I keep my cool. That’s what I do, it’s who I am, why I was called from my normal circuit to this small town where brain and wit are supposed to be dull and malleable in my hand.

“Yeah, I’ve heard of you. Is that a surprise?” I ask.

“Yes and no. I’ve only worked at Rotund On The Boardwalk for three months. Only been in Ohio for four. I don’t talk to anyone but the girls here and barely them. No one knows me. You’re from out of town.”

“Can I light this back here?” I ask the bodyguard who gives a stiff nod. Subject change is the desire and it works.

“You’re on the clock, I’m not dancing on you while you smoke. Not burning myself.” She dismounts, sits beside me on the loveseat.

“Money is no object to me,” I say.

“It never is for patrons here. Why do you need an escort? You don’t seem the type.”

“What type needs to pay for a beautiful woman on their arm?”

“The kind that lack magnetism. Looks are never a part of it, strangely. I’ve accompanied men even more handsome than you. But they lack substance, the thing that draws in women that look like me.”

“High on yourself?”

“Realistic. You interested or not? Now that you know there’s no fucking involved.”

“I’m interested. I do have some demands of a non-sexual nature.”

“Shoot.”

“Will you cross state lines?”

“For the right price and first-class travel,” she answers.

“Of course. I have a shindig to attend in Madison. You know Madison, Wisconsin?”

“I don’t know the Midwest. I have a grandmother in Columbus that I don’t speak to. The Midwest is a mystery to me. It’s so even keeled here it’s unpleasant,” she says.

“I want you to accompany me to Madison. All expenses paid. Separate hotel rooms. A beautiful dress draped across the bed in the suite when you enter it. Jewelry on a velvet pillow on the dresser.”

“A knife in the back when my guard is down?”

“No, I assure you.” I wait for a smile that will prove her ignorance. When it comes I relax.

I await the end of her shift in the back of a black stretch limousine. I smoke a Cuban cigar and listen to Chopin. I calm my breaths and prepare for more banter. A bouncer is right behind her when she emerges from the club. She is dressed like the college student she once was, leggings, knee high brown leather boots, a cashmere sweater and a colorful scarf around her neck. She hugs the bouncer goodbye.

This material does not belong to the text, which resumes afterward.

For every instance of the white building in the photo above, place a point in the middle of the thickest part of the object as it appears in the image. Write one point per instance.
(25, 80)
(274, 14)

“So you smoke cigars, the good ones,” she says once she is settled across from me. She looks different, her face has a fresh scrubbed look that I wasn’t prepared for, and something goes loose inside me. I think of my purpose here and I accept it while I loathe the man who has sent me to this purpose, to this test I am on the brink of failing.

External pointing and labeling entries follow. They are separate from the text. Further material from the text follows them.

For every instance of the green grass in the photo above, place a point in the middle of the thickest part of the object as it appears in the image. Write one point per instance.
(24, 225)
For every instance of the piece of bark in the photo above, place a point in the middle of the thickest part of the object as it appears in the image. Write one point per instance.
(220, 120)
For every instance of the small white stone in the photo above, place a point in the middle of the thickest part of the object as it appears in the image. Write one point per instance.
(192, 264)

“I like cigars. You like them?” I hold the case out to her and she runs her hands along them.

“I prefer joints.” She produces one from behind her ear, tightly rolled. I light it for her and she smokes and gazes out of the window. “You sure you don’t mind running by my apartment first?”

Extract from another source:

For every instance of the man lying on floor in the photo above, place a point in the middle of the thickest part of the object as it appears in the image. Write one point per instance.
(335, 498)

“I’m surprised you are allowing me to see where you live,” I answer.

“You won’t know exactly. Plus, I plan to have your driver park way down the road from the actual location. Is that understood?” She asks the driver who nods.

“Why do you do this?” I ask.

“Do what?”

“Any of it. Stripping, an escort who doesn’t fuck?”

“Why else? For the money.”

“No, there’s another reason. I can tell. A girl like you has other means of making money.”

“Do you know this or are you assuming?”

“How would I know?”

“Sometimes people know things. It’s the whole reason they ask the question, because they know the answer.”

We drive for a while before I am made to wait for her again. I watch her walk up the street and disappear around a corner. I pull a case from beneath my seat and check my supplies. I breathe in and out. I stare at my fists, at the scars across the knuckles.

I take pains to remain nondescript. No visible tattoos, a simple hairstyle. Unremarkable clothing. An unassuming demeanor. Cardboard character, direct eye contact. There’s a laundry list of ways to suppress suspicion and remain forgettable. I feel like I’m becoming more memorable by the moment with this woman, however, and I take a deep breath as I recall her staring at my fists with interest.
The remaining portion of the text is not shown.